Benchmarking the concept of video hyperlinking already started in 2009 with the Linking Task in VideoCLEF that involved linking video to wikipedia material on the same subject in a different language. In 2012, we started a ‘brave new task’ in MediaEval, where we explored approaches to benchmark the concept of linking videos to other videos using internet video from blip.tv. In 2013-2014, ‘search and hyperlinking’ ran as a regular MediaEval task, this time with a collection of about 2500 hours of broadcast video from BBC instead of internet video.

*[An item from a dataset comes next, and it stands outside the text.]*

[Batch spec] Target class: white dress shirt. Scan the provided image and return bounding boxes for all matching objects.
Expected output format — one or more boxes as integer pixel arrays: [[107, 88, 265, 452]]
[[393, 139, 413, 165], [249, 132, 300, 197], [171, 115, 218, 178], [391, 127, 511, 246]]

Thanks to MediaEval we could improve our understanding of the concept of Video Hyperlinking and fine-tune its evaluation which is relatively complex. The task in the evaluation is to provide relevant target video segments –segments that users want to link to— on the basis of manually generated example anchor video segments –segments that users want to link from. To ensure that the anchors are representative and reflect anchors in real-life scenarios, we asked ‘end-users’ to select anchors manually. These anchors are then provided to participants of the evaluation that return for each anchor a list of relevant target video segments. The relevance of each target video is then assessed using a crowdsourcing approach (Amazon Mechanical Turk). Note that our definition of relevance here is that the content in the target video should be about what is represented in the anchor video, and not what is visually similar.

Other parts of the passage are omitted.